Parents of Young Family
Whether one parent or both are working in family, their priorities are often very different than those of the new college graduate. Many young parents have completely paid off their college loans, but they still have debt with which to contend. The type of debt is where the difference lies. While parents may still be concerned about good compensation for their work, they are more likely to be more concerned about job security over the long run for the following reasons:
Mortgage payments: Young parents who have purchased a home can put their entire financial future at risk if they lose their jobs. Many couples invest their life savings into the down payment on their home, which is typically their primary asset. While a job loss for one parent may not be crippling, both parents are almost always focused on job stability versus changing jobs frequently.
Insurance premiums: Young parents also have to be concerned about premium payments for life insurance, medical insurance and in some cases, dental insurance.
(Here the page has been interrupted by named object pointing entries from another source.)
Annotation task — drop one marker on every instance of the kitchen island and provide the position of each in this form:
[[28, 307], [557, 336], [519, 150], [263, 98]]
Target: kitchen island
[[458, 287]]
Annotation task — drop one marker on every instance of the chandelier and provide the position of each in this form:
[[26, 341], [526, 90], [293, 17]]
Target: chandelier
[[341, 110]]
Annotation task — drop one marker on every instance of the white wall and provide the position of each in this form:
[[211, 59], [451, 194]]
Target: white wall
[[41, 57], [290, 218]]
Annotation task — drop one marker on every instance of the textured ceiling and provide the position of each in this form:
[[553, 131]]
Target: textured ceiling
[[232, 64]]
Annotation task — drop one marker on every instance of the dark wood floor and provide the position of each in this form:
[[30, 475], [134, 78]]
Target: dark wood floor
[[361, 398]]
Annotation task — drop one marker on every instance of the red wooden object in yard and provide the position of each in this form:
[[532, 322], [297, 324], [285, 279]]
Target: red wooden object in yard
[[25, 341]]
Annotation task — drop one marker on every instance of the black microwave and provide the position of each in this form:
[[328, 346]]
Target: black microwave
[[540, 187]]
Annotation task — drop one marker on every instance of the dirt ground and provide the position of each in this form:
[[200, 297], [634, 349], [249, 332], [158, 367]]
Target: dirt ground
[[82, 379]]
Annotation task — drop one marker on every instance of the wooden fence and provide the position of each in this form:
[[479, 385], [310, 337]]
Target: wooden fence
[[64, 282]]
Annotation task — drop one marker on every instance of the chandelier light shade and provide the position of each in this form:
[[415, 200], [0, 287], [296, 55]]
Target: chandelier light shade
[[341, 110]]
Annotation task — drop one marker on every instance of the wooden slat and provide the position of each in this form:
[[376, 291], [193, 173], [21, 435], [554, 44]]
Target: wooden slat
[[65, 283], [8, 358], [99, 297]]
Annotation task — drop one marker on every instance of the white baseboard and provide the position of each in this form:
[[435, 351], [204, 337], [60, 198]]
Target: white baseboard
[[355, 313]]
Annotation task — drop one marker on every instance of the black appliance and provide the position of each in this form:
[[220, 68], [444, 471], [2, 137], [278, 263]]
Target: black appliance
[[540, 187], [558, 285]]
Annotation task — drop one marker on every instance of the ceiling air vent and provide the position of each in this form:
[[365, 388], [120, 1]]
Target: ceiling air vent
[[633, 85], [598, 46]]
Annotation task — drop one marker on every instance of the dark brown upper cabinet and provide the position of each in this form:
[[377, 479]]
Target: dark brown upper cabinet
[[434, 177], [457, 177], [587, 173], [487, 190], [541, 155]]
This is in addition to costs for automobile and homeowner's insurance. These payments are going to continue to be due each month, whether the parents are working or not;
Children's future: Unlike the recent college graduate who is typically single, young parents need to be concerned not only about their own future, but the future of their children. This often involves not only paying for the care of their children (while they are working) but also involves saving for future education and in some cases, payment for private schools while their children are young.
While young parents are still interested in getting paid a good wage and having a good compensation package, in many cases they will be focused more on long-term employment. Just as the college student who is saving for their future, young parents are saving for retirement, making home and car payments, and making sure they are saving for the education of their children.